Corinthians: Diretor traça prazo para quitar arena em novo acordo com Caixa

Wesley Melo, diretor financeiro do Corinthians, estipulou um prazo para quitar toda a dívida referente ao financiamento da Neo Química Arena, caso o novo acordo com a Caixa Econômica Federal seja oficializado.

O Corinthians quer quitar sua pendência com a instituição financeira com o seguinte método: compra de títulos de dívidas, semelhantes a precatórios (dívidas do banco que são pagas em muitos anos), e utilização dos valores referentes ao Naming Rights, que hoje giram em torno de R$ 400 milhões, podendo cair para R$ 350 milhões se forem utilizados imediatamente.

Comprando os títulos de dívidas da Caixa, o Corinthians assumirá um compromisso da instituição financeira e, assim, passará a ter um débito com a empresa que tem dinheiro a receber do banco. A questão é que esses títulos perderam valor por conta do deságio, um desconto que se aplica a um título em relação ao seu valor inicial devido à alteração das taxas em relação ao tempo.

O Corinthians, com um desconto de até 90% por conta do deságio, pode pagar cerca de R$ 90 milhões pelos títulos do banco, valor visto como muito vantajoso e, principalmente, viável. Wesley Melo estipulou um prazo para resolver essa pendência com a empresa em questão caso tudo dê certo e, assim, quitar toda o débito restante em relação ao pagamento do estádio.

"Vamos pagar diretamente à empresa, em cinco ou oito anos, provavelmente em cinco anos. E só com correção da IGP-M, sem juros. E nessas condições, a gente consegue pagar de uma maneira relativamente tranquila.
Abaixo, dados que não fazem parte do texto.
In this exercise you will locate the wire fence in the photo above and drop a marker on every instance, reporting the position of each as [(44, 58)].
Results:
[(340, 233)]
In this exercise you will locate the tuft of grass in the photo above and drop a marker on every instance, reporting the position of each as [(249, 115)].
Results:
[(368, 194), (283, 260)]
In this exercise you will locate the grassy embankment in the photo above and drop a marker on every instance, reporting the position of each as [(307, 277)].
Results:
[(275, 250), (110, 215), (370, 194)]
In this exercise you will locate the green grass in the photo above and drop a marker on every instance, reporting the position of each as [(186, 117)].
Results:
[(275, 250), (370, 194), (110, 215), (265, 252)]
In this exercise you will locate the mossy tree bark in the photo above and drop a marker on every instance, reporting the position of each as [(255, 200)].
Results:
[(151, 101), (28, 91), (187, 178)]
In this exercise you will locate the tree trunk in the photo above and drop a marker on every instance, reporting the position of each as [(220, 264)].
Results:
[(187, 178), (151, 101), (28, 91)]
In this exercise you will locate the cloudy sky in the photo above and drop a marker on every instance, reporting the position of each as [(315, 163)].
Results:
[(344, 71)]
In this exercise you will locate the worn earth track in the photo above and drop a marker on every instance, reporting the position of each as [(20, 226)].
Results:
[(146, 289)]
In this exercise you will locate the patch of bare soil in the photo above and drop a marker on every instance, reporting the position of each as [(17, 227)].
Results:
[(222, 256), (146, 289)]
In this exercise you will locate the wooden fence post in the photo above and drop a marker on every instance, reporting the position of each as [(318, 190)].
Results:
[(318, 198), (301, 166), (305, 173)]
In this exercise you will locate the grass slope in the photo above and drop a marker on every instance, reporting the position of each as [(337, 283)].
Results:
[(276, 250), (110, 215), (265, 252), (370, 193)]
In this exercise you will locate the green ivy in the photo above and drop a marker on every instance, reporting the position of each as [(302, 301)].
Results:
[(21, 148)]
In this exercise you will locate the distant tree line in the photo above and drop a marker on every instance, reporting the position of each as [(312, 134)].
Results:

Uma vez que minha pendência com a Caixa está liquidada, tenho outros nós que são desamarrados. A receita de bilheteria hoje, que é para pagar a Caixa, vem para mim. Alimentos e bebidas vêm para mim. Todas as garantias, venda de jogador... Também tenho um fundo que preciso reservar para dar de garantia à Caixa, não vou precisar mais. Muito da receita da própria Arena, que hoje não estou contando pois está sendo reservada para pagar a Caixa, vem para mim. Assim, esse fluxo para pagar esse residual é bem mais tranquilo", comentou Wesley em entrevista ao portal Meu Timão.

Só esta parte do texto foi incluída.